National Research Center for Women & Families president Diana Zuckerman told Reuters that FDA could have done more than send a “vague” letter that does not help “patients in any meaningful way...The problem is there are certain people who are unlikely to benefit [from LASIK] and they don't know who they are,” she said.
Instead, the agency should require doctors and clinics to give potential patients a simple, easy-to-understand booklet that lays out all the possible risks, Zuckerman said. FDA spokeswoman Mary Long said the agency has taken additional steps, including updating its Web site and making it easier for people to report problems to FDA. The American Academy of Ophthalmology physicians' group said it appreciated the “reminder” from FDA and would give the letter to its members.
Stryker Cited for Unapproved Device
FDA's Detroit district office said in a May 5 warning letter that an inspection late last year at Stryker's Portage, MI, facility revealed that the company was marketing its Stryker custom cranial implant without having received FDA approval or clearance. The letter said the device was cleared in April 2005 as a nonsterile device, but the district office determined there had been significant changes or modifications in design, components, method of manufacture, or intended use that require submission of a new premarket notification.

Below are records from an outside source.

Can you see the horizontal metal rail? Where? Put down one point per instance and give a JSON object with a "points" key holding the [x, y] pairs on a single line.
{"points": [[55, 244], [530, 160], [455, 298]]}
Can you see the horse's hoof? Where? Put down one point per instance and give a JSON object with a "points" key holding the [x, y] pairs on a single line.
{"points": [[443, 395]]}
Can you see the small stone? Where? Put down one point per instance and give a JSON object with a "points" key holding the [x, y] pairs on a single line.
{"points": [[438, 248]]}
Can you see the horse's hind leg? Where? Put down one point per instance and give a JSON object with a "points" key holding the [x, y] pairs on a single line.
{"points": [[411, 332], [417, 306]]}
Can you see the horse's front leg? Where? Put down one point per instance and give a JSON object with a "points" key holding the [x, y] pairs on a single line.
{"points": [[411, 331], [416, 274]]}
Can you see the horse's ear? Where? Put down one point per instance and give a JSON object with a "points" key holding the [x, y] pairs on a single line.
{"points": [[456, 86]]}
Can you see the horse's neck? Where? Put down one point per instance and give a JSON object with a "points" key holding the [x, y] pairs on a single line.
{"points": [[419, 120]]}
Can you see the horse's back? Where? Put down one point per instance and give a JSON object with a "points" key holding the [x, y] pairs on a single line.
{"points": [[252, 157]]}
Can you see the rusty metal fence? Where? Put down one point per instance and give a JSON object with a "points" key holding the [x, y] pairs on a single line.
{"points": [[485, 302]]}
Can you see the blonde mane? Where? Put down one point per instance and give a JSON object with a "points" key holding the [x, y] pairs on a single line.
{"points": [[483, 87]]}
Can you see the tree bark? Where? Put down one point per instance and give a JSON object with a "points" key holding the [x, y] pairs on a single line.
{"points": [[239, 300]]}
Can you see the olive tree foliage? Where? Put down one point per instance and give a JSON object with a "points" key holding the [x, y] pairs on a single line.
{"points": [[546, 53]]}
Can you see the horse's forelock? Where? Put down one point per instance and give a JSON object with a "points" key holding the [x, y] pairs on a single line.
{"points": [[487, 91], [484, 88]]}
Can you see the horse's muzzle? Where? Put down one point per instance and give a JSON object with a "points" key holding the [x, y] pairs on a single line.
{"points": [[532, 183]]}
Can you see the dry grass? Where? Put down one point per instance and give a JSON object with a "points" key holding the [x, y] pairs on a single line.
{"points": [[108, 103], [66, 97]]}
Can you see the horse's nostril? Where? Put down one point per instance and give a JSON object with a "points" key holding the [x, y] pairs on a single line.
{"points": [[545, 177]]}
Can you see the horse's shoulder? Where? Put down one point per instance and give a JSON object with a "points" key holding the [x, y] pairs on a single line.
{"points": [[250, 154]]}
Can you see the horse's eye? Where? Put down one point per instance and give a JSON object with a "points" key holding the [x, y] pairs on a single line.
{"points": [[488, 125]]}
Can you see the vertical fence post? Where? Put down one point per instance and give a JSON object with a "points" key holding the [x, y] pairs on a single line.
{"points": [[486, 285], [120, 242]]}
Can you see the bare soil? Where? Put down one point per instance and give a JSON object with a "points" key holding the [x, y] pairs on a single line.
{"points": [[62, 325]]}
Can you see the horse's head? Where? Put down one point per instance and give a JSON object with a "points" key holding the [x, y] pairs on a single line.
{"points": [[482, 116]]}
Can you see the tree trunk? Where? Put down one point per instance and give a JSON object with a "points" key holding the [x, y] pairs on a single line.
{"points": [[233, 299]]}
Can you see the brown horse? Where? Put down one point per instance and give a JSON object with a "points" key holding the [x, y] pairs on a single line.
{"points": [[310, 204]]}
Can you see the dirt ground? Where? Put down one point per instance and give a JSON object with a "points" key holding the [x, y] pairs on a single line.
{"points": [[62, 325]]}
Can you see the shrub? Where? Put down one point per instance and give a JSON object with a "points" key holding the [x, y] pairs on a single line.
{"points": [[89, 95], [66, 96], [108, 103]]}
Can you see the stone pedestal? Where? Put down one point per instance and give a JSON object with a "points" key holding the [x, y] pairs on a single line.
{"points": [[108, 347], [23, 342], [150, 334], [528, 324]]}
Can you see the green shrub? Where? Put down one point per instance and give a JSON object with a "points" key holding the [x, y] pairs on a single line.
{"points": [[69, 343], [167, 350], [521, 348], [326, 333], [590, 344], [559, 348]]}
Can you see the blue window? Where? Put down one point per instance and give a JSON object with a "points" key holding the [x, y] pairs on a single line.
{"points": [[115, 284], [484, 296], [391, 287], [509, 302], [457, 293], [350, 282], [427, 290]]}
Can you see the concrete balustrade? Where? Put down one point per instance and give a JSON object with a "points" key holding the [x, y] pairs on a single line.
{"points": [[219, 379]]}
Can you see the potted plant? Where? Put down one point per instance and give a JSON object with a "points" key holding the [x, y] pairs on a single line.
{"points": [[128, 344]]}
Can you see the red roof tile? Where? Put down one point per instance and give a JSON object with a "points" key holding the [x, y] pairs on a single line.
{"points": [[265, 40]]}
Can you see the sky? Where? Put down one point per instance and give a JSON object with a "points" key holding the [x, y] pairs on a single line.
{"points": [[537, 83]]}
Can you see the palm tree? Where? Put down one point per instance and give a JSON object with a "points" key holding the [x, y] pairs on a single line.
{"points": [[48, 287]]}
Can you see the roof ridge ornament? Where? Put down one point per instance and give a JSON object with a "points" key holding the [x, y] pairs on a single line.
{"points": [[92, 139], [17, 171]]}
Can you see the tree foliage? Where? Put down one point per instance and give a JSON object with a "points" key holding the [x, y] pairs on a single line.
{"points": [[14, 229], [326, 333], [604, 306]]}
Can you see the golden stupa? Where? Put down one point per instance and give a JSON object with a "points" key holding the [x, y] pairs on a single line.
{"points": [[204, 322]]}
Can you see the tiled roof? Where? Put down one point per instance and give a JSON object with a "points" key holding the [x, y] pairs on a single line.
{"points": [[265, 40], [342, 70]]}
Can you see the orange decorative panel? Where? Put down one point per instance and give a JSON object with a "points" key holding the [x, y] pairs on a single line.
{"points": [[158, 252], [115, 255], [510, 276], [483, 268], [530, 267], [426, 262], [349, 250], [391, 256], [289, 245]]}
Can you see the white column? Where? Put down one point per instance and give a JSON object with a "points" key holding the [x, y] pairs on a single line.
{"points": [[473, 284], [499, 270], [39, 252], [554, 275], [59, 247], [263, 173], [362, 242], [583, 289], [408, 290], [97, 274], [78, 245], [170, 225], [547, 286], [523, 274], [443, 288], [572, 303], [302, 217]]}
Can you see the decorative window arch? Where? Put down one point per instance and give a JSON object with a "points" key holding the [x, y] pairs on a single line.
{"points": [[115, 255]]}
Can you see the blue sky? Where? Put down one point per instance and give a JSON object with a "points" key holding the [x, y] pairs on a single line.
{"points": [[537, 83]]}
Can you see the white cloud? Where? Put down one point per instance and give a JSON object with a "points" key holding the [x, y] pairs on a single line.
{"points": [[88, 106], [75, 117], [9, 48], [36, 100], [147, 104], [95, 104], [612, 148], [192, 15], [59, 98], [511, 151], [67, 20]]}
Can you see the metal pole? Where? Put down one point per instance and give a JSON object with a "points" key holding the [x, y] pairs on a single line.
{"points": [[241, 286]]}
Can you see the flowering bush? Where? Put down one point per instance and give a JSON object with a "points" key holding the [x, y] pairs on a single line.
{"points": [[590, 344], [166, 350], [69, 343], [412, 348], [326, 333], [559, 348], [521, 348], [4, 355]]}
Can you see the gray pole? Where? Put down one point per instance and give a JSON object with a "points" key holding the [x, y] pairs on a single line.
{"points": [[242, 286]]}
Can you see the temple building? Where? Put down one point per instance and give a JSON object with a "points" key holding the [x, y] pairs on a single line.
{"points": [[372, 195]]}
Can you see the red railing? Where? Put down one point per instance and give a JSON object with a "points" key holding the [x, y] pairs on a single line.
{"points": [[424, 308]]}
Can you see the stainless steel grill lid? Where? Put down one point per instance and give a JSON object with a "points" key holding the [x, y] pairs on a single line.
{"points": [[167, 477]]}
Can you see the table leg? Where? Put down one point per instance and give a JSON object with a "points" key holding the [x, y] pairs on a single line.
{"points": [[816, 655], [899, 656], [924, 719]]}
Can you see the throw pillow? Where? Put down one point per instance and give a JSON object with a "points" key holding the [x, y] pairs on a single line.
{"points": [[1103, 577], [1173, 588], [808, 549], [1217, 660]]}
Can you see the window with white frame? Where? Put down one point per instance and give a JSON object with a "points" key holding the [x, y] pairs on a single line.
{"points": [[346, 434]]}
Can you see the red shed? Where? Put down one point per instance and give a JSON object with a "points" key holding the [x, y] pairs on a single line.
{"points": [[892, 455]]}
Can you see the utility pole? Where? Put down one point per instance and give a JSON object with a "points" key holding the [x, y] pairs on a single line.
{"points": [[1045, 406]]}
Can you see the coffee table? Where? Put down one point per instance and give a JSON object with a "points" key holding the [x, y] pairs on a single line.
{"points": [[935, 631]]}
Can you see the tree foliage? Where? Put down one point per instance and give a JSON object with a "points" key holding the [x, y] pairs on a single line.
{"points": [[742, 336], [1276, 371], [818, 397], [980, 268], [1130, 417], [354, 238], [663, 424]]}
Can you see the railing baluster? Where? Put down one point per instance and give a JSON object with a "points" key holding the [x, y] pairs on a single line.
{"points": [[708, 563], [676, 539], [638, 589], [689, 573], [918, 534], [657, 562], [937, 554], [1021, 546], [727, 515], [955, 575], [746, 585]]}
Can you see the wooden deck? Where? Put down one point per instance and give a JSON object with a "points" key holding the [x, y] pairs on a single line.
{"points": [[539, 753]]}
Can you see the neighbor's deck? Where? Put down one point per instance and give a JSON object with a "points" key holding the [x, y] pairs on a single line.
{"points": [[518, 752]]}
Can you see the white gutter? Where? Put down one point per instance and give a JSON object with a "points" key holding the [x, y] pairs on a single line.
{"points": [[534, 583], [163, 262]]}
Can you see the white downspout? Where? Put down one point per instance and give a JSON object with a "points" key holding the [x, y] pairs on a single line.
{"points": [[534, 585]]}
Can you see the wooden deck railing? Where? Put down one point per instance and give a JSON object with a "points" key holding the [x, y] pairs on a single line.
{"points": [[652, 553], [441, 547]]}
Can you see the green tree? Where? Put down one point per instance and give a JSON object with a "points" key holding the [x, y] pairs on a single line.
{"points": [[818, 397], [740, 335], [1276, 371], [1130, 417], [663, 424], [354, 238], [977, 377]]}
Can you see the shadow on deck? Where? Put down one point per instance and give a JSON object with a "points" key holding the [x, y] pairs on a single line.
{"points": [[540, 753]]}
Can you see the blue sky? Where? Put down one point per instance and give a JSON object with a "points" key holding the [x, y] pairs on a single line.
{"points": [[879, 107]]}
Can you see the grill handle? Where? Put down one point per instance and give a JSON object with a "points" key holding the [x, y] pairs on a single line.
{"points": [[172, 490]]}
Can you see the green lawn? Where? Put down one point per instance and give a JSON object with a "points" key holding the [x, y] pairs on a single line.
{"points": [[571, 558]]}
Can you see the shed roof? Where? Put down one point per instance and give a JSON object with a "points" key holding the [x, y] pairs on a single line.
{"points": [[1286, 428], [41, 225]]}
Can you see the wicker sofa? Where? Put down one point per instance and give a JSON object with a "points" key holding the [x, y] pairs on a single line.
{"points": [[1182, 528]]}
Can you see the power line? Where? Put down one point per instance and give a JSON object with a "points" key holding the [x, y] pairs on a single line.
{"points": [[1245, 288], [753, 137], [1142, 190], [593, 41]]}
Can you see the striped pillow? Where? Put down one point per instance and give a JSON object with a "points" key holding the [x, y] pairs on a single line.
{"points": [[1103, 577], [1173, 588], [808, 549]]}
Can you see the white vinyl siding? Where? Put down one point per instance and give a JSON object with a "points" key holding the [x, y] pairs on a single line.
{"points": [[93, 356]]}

The warning letter also said that the company failed to include required information in the report of correction or removal submitted to FDA. Earlier this year, Stryker recalled the cranial implant, saying that there were concerns about its sterility. In recent years, the company has received numerous warning letters for quality violations at various manufacturing plants, and sales representatives have pleaded guilty to off-label marketing violations.